# P. imperator



## Shadow Mantis (Oct 23, 2005)

Hi

I finally have an Emperor Scorpion  ! I was told that it was an adult. Is there any way to be sure of this? I also wanted to know how to tell the difference between a male and female. Also, I placed a cricket in the tank with it and it just let the cricket crawl right over it. Could this be a problem?

Thank You


----------



## Samzo (Oct 24, 2005)

I keep a few emperors and they only eat at the dead of night as they are nocturnal. The easiest way to sex them in my opinion is by having a male and a female next to each other, the males pendipals (claws) are by far larger than the females. If the scorpion is aprox 16cm long its an adult. I'll try and find some pics of male and female on the net and post if I find, hope this helps.

Sam


----------



## infinity (Oct 24, 2005)

or what i do (far more reliable way) is to place them both on a clear plastic/ glass sheet (or just in a clear plastic box) and look at the pectines - the feathery pair of things about half-way along the underside of the body. The larger ones are males, the smaller are females. (but again with claw size, you need something to compare it to)

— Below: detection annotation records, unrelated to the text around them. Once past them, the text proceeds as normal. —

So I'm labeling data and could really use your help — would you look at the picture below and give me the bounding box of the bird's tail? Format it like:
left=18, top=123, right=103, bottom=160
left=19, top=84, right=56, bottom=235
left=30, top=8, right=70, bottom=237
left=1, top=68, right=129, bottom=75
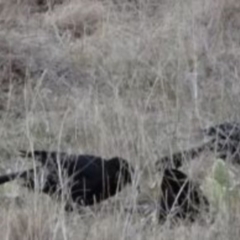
left=0, top=168, right=37, bottom=185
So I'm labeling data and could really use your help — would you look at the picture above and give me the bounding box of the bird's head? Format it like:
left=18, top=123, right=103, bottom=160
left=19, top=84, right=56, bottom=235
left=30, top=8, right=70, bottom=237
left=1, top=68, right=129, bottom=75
left=107, top=157, right=134, bottom=185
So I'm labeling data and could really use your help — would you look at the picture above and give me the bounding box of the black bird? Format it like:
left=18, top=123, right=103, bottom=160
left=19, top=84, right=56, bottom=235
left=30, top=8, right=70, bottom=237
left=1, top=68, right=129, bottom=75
left=158, top=168, right=209, bottom=223
left=0, top=151, right=134, bottom=211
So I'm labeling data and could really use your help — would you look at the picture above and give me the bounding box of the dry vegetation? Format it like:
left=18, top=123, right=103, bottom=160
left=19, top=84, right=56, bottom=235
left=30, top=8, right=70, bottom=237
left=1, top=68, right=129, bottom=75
left=0, top=0, right=240, bottom=240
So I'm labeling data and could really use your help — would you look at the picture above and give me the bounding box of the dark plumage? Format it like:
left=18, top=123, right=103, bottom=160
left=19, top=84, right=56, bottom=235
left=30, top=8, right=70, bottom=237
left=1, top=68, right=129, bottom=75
left=158, top=169, right=209, bottom=223
left=0, top=151, right=133, bottom=210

get a UV light... way more fun to watch them at night if they're glowing green... black bulbs are a little pricy but you can get cheap 5 inch or so LED torches off ebay for about a tenner


----------



## Samzo (Oct 24, 2005)

yeah jon, i forgot that method which actuly works lol i got a black bulb for 1.99


----------



## Peloquin (Oct 24, 2005)

The pectines on a male will usually reach past the side of the body and the female's won't.

If it's big then it's adult but you can breed them from quite young.


----------



## Samzo (Oct 24, 2005)

> The pectines on a male will usually reach past the side of the body and the female's won't.If it's big then it's adult but you can breed them from quite young.


Really? I didn't know that.


----------



## ibanez_freak (Oct 24, 2005)

Hi,

just out of interest how long do these tend to live? I'm interested in one but if it's gonna live for several years then it's probably not a great idea for me to get one.

Cheers, Cameron.


----------



## Samzo (Oct 24, 2005)

Not too sure how long the live, I would estimate 5-10 years but I really don't know. If you want one, you can buy from my site www.herpsandinvertsuk.com


----------



## Shadow Mantis (Oct 24, 2005)

Do these scorpions sit and wait for their prey, or do they actively hunt it down?


----------



## Shadow Mantis (Oct 24, 2005)

Just a few more questions.

1. I heard that temperature can affect eating. What would be the best temperature to feed it at?

2. Do they stop eating before they molt? Are there any signs of molting?

3. If they do need a higher temperature for eating, what would be a good way to raise the temperature without using a heat lamp/pad?

Thank You


----------



## garbonzo13 (Oct 24, 2005)

Shadow. Warmer temps=more activity=more eating, I never had 1 molt but I would guess they would stop eating before a molt or birthing. My large female stopped eating a few days before birthing.


----------



## Samzo (Oct 25, 2005)

Mine are very active, always running about after crix. I don't use a heatmat as it's on my beardie viv and that gives of heat. But yeah use a heatmat I don't really recommend a bulb as they are nocturnal and bulbs cost more to run. (spose there is the red or blue bulb)


----------



## Peloquin (Oct 25, 2005)

I have 1 big female that I got 8 years ago and she was quite big then.

They need good heat and humidity. Somewhere in the 80's and 80-90% humidity.

Before a moult they will stop eating and go into hiding.

To get the heat up I use a red bulb and a heat mat on the back wall. Once a week I fill the gravel under the peat with water to keep the humidity high.

They hunt prey when they are hungry but mostly just sit and wait.

To be honest, they arn't the best species to get, they tend to hide a lot. A desert Hairy is a better option.


----------



## Shadow Mantis (Oct 27, 2005)

Since this species requires heat, would it be okay to leave the heat lamp on at ccertain times of the day and turn it off at night? My parents are worried that the house will burn down if it is left on through the night.

Thank You


----------



## Samzo (Oct 27, 2005)

i suggest you turn it off at night anyway, more "natural". I turn all my heaters oof at night, all on a timer.


----------



## Shadow Mantis (Oct 27, 2005)

Thanks

Would it be okay to have the lamp turned off when there is no one in our house (school, work, etc.)?


----------



## Samzo (Oct 27, 2005)

Is your house warm? I don't heat mine, house is warm enough.


----------



## Shadow Mantis (Oct 27, 2005)

Our house is usually in the low 70s.


----------



## Samzo (Oct 27, 2005)

Sounds ok, as long as some point the lamp is on. Should be good


----------